La vie des disciples pour Jean consiste en l’amour les uns des autres, c’est-à-dire à vivre de la vie même de Dieu, c’est-à-dire habiter en Dieu, demeurer en Dieu.
Qui dira que l’évangile de Jean est difficile ? Un simple repérage lexical mène à la théologie. Mais, il est vrai, être disciple oblige à parler une nouvelle langue. Jésus oblige à dire le monde et la vie de façon nouvelle, ou plutôt renouvelée, convertie.
Nous ne sommes pas les premiers à faire jaillir la vie des mots, du verbe « demeurer ». Dans la première moitié du 12ème siècle, Guillaume de Saint Thierry écrivait : « Ô vérité, réponds, je t’en prie. Maître, où habites-tu ? "Viens, dit-il, et vois. Ne crois-tu pas que moi, je suis dans le Père et que le Père est en moi ?" Grâces à toi Seigneur! ce n'est pas rien, ce à quoi nous sommes parvenus : ton lieu, nous l’avons trouvé. Ton lieu, c’est ton Père ; et encore le lieu du Père, c’est toi. [...] Cette localisation, c'est l'unité du Père et du Fils, la consubstantialité de la Trinité. » Les disciples sont invités à se rendre chez le maître, qui n’est pas un lieu. Que trouvent-ils ? Le Père lui-même dans le Fils ou l’inverse, le Fils dans le Père. C’est là qu’ils sont conviés. Dieu est un lieu, le milieu dans lequel on vit dès lors que l’on suit Jésus, qu’on aime les frères.
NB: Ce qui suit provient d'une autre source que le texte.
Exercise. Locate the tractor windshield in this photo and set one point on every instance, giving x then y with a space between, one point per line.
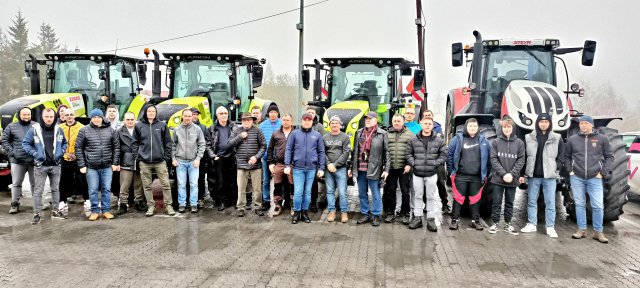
360 82
505 64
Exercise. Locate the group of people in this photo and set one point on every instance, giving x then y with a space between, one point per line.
109 156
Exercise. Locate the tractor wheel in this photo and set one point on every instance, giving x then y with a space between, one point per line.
615 190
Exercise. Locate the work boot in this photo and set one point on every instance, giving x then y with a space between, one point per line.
305 217
150 211
431 225
415 223
599 236
579 234
296 217
15 208
375 222
331 217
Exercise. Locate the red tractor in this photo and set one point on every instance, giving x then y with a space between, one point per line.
518 78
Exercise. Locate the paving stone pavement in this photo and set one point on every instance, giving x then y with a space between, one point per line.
216 249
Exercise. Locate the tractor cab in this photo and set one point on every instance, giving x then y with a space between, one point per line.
355 86
208 81
82 82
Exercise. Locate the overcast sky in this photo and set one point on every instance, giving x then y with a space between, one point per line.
349 28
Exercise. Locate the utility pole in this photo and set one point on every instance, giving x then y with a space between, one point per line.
300 27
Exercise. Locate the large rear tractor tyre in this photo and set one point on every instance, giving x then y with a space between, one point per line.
615 190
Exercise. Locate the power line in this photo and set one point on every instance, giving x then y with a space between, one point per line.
216 29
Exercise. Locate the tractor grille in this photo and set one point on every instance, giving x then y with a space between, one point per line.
9 109
165 111
345 115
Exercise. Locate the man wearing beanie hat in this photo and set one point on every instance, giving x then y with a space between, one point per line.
588 159
98 154
545 151
268 126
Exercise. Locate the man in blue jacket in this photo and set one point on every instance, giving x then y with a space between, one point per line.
305 153
45 142
268 126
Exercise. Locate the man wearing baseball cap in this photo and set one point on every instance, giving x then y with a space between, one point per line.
588 158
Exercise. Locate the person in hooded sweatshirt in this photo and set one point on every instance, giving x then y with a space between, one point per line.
467 165
21 162
45 142
545 153
98 154
507 159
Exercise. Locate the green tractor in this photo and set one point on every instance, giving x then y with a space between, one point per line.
357 85
80 81
208 81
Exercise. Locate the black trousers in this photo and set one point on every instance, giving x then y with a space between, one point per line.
389 195
462 190
496 208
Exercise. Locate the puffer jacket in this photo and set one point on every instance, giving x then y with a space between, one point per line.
71 133
127 157
253 145
507 156
12 142
151 141
277 147
97 147
425 159
379 160
398 146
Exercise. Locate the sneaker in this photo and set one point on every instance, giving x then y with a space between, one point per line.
15 208
477 224
493 229
509 229
344 217
93 216
529 228
150 211
454 224
390 218
36 219
415 223
331 217
169 210
57 215
579 234
431 225
599 236
107 215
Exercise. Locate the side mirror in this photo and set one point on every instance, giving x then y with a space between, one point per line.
126 71
588 52
142 73
418 79
306 79
456 54
256 75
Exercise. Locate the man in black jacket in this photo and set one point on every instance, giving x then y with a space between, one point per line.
128 168
21 162
152 147
425 153
98 154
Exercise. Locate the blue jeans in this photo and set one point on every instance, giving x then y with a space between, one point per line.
266 181
182 169
549 191
374 185
592 187
99 180
303 180
339 179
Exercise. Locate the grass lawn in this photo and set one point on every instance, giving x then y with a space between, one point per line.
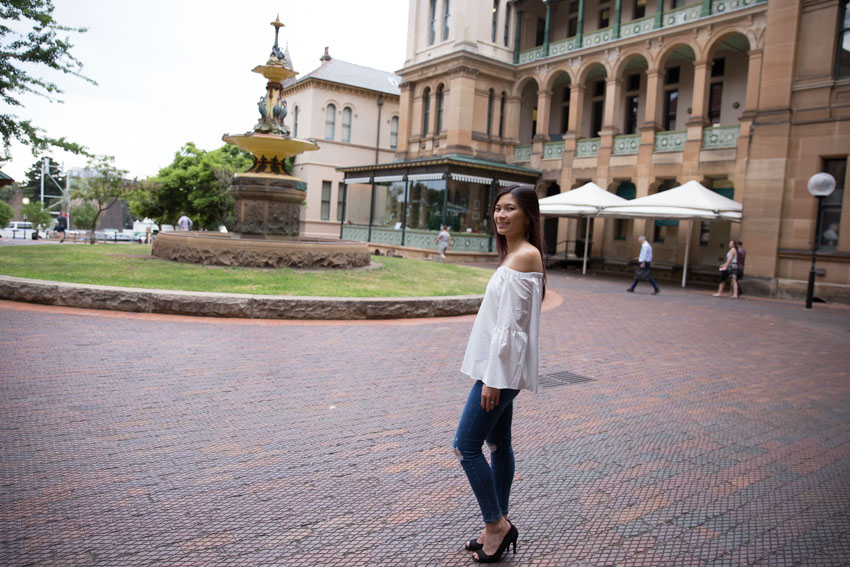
131 265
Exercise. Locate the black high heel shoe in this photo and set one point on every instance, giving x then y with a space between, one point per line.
510 538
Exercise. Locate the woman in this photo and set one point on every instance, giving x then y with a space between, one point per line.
443 240
502 359
729 269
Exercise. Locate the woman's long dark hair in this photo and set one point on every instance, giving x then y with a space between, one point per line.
528 201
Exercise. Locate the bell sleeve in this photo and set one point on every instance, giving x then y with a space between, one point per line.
509 338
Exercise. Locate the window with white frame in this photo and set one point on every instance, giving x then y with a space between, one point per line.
346 124
507 37
446 11
440 100
330 121
394 132
490 99
842 59
495 25
426 111
326 200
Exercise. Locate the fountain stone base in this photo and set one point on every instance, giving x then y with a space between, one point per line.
267 206
268 211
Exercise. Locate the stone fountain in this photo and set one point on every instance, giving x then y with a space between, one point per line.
268 198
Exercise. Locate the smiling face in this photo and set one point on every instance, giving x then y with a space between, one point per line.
509 218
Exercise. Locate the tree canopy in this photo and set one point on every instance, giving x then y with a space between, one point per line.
103 188
40 47
196 182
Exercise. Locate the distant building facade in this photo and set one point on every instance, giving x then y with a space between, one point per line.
352 113
749 97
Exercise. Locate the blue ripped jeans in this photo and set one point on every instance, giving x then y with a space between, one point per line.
491 483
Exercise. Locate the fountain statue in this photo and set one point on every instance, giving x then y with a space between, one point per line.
268 199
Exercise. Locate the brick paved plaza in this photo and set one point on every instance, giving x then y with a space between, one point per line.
713 432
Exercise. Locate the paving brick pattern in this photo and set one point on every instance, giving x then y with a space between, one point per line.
714 432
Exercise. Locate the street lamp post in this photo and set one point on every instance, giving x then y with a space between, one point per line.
820 185
25 201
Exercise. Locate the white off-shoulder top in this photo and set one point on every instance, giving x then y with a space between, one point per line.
502 348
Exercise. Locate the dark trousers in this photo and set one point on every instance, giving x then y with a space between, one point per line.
651 279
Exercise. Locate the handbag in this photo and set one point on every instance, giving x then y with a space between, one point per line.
642 274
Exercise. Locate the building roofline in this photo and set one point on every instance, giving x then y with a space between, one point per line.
449 159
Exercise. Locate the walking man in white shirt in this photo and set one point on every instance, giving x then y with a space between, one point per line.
645 260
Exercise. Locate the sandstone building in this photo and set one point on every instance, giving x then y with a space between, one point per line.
352 113
749 97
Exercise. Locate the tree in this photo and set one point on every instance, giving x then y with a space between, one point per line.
6 214
31 185
19 53
196 182
101 190
82 216
35 213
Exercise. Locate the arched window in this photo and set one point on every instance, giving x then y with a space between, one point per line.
426 111
440 99
394 132
330 122
495 20
346 124
446 9
502 115
432 29
508 23
490 98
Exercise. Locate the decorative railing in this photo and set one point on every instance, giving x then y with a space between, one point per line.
523 153
626 145
637 27
723 6
679 16
720 137
588 147
355 232
461 241
562 46
595 38
670 141
532 55
553 150
414 238
682 15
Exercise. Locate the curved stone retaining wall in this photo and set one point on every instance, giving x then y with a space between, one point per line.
232 304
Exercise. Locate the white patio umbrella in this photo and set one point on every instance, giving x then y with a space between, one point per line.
584 201
691 201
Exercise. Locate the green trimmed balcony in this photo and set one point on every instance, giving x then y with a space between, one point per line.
645 25
553 150
670 141
626 145
718 137
523 153
587 147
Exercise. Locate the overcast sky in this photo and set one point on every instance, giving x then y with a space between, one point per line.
175 71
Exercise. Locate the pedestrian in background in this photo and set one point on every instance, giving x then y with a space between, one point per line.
645 259
742 256
61 226
501 357
184 222
443 241
729 270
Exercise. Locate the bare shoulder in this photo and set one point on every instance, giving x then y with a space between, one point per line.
526 259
En ce temps pascal, il faut aller jusqu’à la fin de l’Evangile, au Golgotha. « Pour éviter que les corps demeurent sur la croix. » C’est sûr, la demeure de Jésus n’est pas la mort, il ne peut demeurer sur la croix un instant de plus. « L’arbre de la croix indique le passage » seulement. Il demeure en nous comme il demeure dans le Père. Nous demeurons en lui comme le Père demeure en lui.